女儿的第一件手工钩针品
The little dog learns a new trick
Em picked up crochet and knitting in her teens, when China was in the dawn of an opening era. Living in the age when supply and materials were in great scarcity and large-scaled machine production was still remote, people were subject to hand-make almost everything, from food to clothes, from furniture to toys. But decades later, when machine making trumps in the world, when machine learning is what people are fascinated with, when a robot can do most of jobs, able to even write a poet, we would think that handmaking would retreat and one day go non-existent. Fortunately this is not the case. It still holds its distinctive place in the evolving world.
J was never taught how to do knitting or crochet. When she, in her twenties, asked her mom Em to teach her, Em gave it a shrug, telling her disparagingly that it would be a waste of time to learn. Industrialization saves labor and time and solves every of our need, efficiently. Why bother and revert to time-consuming manual work?
Em was proved wrong this time. J came home this winter and showed her the fad on Tiktok, along with her self-taught skill: crocheting. One night, Em found back her old-style crochet needle, sat by J, and primed for any question. Under the lamplight, J leaned against the bed rail, her nimble fingers crisscrossing the yarns adeptly, her face glowing with confidence and gratification.

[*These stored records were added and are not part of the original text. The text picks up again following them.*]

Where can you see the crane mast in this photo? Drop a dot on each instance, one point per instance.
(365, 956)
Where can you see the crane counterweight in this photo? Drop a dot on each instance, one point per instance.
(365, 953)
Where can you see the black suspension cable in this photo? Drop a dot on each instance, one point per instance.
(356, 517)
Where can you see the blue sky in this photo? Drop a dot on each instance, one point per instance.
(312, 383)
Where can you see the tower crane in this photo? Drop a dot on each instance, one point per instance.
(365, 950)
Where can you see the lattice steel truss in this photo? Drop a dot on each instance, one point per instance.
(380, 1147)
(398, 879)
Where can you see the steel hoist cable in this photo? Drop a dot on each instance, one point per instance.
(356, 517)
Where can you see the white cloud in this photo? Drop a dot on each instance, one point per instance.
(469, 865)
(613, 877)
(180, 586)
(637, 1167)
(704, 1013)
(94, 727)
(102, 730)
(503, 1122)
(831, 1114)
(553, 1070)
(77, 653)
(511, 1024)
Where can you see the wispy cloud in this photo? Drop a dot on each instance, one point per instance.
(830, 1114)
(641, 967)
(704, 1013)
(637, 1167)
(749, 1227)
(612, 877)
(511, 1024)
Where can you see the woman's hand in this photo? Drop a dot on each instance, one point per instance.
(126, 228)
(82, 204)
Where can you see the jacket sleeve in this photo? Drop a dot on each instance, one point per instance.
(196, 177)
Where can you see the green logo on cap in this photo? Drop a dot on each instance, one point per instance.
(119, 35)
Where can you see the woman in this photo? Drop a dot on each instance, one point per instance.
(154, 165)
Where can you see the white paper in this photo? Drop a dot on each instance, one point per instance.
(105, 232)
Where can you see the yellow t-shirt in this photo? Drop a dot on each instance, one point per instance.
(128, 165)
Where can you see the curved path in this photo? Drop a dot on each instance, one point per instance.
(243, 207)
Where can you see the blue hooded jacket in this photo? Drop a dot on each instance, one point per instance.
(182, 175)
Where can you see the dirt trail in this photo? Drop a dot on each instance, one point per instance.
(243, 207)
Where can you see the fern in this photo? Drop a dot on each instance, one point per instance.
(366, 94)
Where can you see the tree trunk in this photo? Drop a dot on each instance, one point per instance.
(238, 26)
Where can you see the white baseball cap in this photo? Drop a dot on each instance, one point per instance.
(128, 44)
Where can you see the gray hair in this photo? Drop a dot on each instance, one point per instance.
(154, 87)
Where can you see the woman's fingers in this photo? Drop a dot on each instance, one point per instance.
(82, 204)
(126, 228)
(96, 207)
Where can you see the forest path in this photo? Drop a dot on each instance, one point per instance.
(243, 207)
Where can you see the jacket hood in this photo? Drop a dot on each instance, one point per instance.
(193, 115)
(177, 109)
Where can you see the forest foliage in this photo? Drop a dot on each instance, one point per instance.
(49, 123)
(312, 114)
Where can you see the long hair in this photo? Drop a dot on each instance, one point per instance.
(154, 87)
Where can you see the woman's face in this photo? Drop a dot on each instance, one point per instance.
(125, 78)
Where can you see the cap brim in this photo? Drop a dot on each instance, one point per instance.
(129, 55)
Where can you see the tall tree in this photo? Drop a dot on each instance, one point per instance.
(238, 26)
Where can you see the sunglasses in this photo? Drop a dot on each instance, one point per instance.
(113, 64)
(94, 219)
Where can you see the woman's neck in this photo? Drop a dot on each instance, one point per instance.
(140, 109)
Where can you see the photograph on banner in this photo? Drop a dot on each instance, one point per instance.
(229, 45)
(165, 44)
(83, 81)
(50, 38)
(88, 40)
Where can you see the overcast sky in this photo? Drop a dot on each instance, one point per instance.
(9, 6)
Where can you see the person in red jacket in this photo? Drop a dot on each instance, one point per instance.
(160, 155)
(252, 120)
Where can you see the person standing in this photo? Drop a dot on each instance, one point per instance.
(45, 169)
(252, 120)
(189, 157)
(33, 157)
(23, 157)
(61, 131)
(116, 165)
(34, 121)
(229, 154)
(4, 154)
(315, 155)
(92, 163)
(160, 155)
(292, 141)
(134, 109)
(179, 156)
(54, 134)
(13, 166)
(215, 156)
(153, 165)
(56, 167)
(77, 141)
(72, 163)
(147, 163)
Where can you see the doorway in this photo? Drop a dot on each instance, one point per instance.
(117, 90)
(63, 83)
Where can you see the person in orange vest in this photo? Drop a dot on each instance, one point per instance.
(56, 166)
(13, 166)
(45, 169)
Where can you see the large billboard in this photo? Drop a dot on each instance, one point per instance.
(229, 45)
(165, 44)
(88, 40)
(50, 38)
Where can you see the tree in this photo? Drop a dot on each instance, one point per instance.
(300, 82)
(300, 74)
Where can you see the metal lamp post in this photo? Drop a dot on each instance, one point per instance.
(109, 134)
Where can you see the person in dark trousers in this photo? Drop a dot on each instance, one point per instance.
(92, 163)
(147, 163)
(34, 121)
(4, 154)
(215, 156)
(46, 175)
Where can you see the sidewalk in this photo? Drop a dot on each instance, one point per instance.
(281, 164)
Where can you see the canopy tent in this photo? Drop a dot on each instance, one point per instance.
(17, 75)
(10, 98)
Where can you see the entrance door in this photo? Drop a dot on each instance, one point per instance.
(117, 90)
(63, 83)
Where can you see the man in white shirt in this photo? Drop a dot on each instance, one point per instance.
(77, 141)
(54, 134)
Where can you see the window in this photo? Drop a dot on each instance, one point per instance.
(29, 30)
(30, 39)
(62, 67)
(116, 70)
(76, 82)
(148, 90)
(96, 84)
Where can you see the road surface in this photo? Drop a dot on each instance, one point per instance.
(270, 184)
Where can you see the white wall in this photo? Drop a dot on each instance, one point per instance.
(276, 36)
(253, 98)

When a single straight thread turned to be interlocked with beautiful flowery patterns, Em knows that her girl, who did not even know how to sew a button, surpasses her, blossoming into a handy person who has learned a new trick without her presence.
Em concludes that the world is not just progressing linearly forward but sometimes regressing a bit. People are nostalgic, and come back to hold on to things that are dear to their ancestors. Good things are never to be forgotten, Em thought to herself.
In a sense, crochet is like an artwork, an expression of identity. Girls would delight in putting on what they create by their own hands -- a scarf, a bag, a toy or a sweater, to declare to the world that they are what they wear, and that their life could be dyed just as colorful as yarns.